Torus actions and tensor products of intersection cohomology (Q2352721)

Let \(X\) be a smooth complex projective variety with an action of \(\mathbb{C}^*\). Let us assume that \textit{A. Bialynicki-Birula} decomposition of \(X\) [Ann. Math. (2) 98, 480-497 (1973; Zbl 0275.14007)] is a stratification. Denote by \(X_n\) the closures of strata and by \(L_{j,n}=(IC_{X_j})_{|X_n}\) the restrictions of the intersection sheaves. The map \[ H^*(X_n;L_{j_1,n})\otimes_{H^*(X)}\dots\otimes_{H^*(X)}H^*(X_n;L_{j_m,n}) \to H^*(X_n;L_{j_1,n}\otimes\dots\otimes L_{j_m,n}) \] induced by the cup product is studied.

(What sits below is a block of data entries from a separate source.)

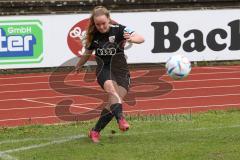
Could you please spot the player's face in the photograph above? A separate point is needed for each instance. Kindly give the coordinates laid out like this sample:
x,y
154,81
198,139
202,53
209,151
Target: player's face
x,y
102,23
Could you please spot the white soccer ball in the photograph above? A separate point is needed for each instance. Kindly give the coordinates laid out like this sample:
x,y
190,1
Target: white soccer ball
x,y
178,67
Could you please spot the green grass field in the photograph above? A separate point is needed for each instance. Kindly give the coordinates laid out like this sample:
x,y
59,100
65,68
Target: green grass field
x,y
214,135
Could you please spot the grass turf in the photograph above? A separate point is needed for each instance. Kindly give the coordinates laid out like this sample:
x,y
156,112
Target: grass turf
x,y
204,136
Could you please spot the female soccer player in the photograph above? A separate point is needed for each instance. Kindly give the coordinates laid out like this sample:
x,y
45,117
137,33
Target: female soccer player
x,y
108,39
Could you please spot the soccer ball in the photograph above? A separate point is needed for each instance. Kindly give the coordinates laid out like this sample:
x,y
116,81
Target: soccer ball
x,y
178,67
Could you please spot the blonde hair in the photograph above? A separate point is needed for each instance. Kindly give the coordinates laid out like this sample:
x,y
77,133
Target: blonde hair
x,y
97,11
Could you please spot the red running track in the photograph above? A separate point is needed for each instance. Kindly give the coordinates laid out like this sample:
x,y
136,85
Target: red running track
x,y
47,98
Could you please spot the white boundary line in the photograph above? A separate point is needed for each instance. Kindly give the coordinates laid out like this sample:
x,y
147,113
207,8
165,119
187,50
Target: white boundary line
x,y
51,104
3,154
130,111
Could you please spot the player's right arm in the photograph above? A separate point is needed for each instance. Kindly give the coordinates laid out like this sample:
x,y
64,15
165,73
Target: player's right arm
x,y
84,58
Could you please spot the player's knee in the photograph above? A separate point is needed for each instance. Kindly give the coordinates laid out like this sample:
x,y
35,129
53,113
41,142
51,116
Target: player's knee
x,y
114,97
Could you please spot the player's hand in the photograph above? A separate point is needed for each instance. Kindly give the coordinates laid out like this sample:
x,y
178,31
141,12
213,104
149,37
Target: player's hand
x,y
127,36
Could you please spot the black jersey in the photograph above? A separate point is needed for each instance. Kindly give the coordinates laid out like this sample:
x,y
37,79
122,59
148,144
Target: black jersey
x,y
109,45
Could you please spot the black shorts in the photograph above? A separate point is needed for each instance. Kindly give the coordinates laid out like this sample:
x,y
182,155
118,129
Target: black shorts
x,y
122,77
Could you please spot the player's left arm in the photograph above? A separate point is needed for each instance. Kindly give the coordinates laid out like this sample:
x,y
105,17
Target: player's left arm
x,y
133,37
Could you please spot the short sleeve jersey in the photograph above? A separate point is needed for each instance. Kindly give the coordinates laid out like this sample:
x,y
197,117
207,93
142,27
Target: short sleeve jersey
x,y
107,45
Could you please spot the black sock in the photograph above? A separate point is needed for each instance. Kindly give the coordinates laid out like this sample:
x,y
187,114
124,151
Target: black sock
x,y
105,118
116,110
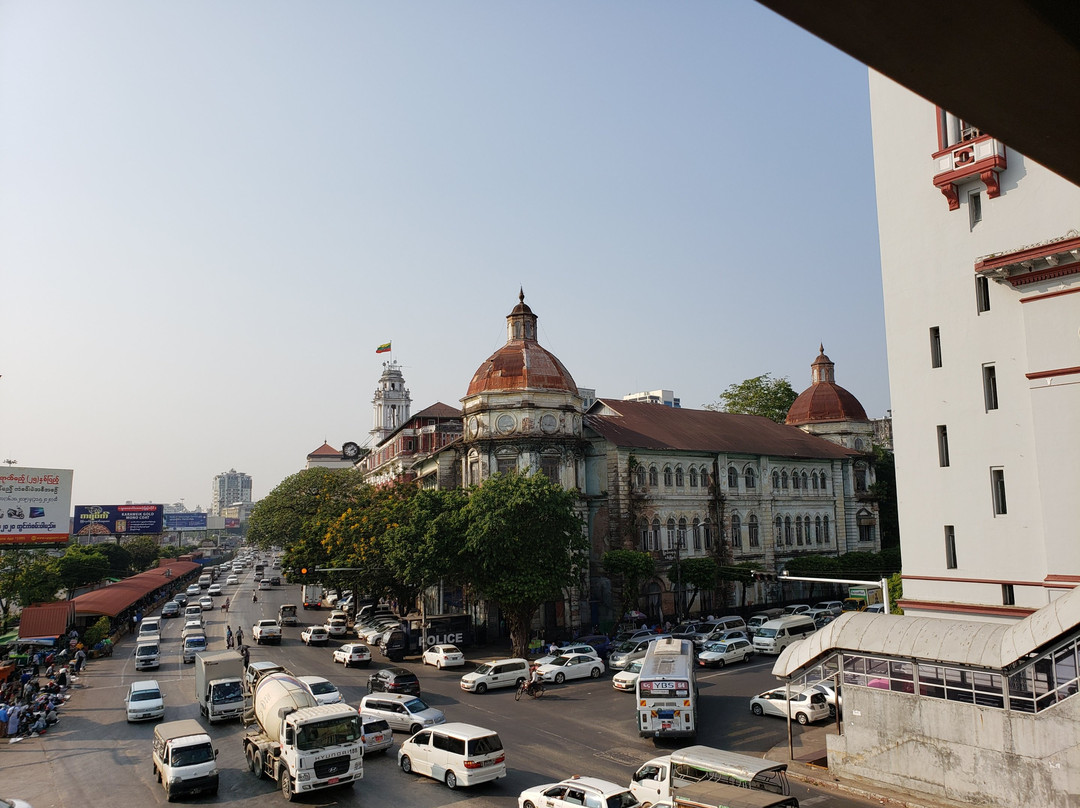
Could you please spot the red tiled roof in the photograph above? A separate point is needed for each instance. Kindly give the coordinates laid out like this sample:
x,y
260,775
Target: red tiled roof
x,y
45,619
637,425
118,596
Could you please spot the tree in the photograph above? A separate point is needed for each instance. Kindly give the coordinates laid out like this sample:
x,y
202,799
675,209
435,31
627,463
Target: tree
x,y
760,395
631,568
524,543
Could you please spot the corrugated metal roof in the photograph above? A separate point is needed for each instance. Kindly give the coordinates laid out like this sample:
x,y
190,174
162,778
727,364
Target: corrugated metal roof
x,y
993,646
46,619
636,425
116,597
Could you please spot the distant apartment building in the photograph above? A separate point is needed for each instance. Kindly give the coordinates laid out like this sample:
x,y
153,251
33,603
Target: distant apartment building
x,y
229,488
656,396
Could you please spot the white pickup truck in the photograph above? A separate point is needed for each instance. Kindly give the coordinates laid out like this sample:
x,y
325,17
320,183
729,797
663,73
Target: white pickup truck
x,y
267,631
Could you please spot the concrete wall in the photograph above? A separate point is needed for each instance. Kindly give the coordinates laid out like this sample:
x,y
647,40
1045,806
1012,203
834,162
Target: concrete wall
x,y
959,753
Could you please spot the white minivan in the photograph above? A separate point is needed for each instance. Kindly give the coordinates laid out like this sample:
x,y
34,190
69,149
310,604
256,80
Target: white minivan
x,y
457,754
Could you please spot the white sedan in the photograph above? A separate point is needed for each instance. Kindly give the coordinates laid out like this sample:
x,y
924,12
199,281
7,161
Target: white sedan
x,y
805,708
444,656
571,667
628,679
353,654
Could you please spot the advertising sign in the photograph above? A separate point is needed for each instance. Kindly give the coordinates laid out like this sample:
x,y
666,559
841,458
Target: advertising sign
x,y
35,505
142,520
185,521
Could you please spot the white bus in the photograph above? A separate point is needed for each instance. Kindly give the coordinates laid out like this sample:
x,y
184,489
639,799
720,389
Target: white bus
x,y
667,691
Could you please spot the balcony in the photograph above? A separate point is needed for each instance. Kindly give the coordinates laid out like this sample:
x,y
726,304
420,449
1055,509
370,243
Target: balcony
x,y
976,157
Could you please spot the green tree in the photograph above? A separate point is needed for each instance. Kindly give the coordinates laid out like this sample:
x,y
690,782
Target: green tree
x,y
524,543
79,566
760,395
631,568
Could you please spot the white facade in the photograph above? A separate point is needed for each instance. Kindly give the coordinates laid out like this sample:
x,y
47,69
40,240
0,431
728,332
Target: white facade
x,y
986,401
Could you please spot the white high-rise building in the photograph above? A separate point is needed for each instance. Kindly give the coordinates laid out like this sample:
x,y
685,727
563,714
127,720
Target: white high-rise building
x,y
981,270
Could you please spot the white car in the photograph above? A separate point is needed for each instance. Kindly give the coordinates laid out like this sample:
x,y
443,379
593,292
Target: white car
x,y
322,689
628,679
571,667
806,708
578,791
717,655
568,649
444,656
353,654
144,701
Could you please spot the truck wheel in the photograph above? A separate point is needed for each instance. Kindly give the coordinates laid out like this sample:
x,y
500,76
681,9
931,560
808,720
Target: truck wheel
x,y
285,785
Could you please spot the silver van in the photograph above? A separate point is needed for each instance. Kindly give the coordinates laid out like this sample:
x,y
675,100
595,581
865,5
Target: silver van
x,y
778,634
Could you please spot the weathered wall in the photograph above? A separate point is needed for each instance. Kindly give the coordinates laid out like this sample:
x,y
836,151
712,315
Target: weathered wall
x,y
961,753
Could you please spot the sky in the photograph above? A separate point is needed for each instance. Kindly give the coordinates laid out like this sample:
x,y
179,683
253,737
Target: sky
x,y
212,213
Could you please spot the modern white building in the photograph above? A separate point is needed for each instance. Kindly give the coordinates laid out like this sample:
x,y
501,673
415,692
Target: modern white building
x,y
981,271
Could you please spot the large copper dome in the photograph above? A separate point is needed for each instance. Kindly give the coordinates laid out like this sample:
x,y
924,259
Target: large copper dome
x,y
522,363
824,400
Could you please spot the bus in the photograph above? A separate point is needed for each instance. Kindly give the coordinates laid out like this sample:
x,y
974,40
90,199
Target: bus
x,y
667,690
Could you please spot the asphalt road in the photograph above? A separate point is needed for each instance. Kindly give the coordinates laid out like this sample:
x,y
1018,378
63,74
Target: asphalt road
x,y
582,727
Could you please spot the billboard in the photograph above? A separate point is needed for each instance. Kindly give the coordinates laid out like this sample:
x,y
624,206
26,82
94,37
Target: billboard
x,y
185,521
35,505
142,520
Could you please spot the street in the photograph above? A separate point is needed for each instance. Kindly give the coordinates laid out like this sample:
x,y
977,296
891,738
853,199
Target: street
x,y
582,727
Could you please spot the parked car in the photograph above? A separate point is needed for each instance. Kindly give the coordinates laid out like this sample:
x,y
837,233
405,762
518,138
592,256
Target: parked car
x,y
314,635
571,667
444,656
322,688
393,681
352,655
806,708
717,655
144,701
578,791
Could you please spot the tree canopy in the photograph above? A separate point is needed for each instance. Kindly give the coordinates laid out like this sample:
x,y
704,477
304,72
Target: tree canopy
x,y
761,395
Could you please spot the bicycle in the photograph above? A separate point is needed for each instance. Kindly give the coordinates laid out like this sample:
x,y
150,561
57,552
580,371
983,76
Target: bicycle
x,y
534,692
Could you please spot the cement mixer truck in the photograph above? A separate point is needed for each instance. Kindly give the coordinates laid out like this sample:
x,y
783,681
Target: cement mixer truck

It is proved that under some additional geometric assumptions this map is an isomorphism. An analogous theorem is proved for equivariant cohomology. The proof is by induction on strata. The key argument allowing to split long exact sequences is the weight argument based on \textit{M. Saito}'s theory of mixed Hodge modules [Publ. Res. Inst. Math. Sci. 26, No. 2, 221--333 (1990; Zbl 0727.14004)].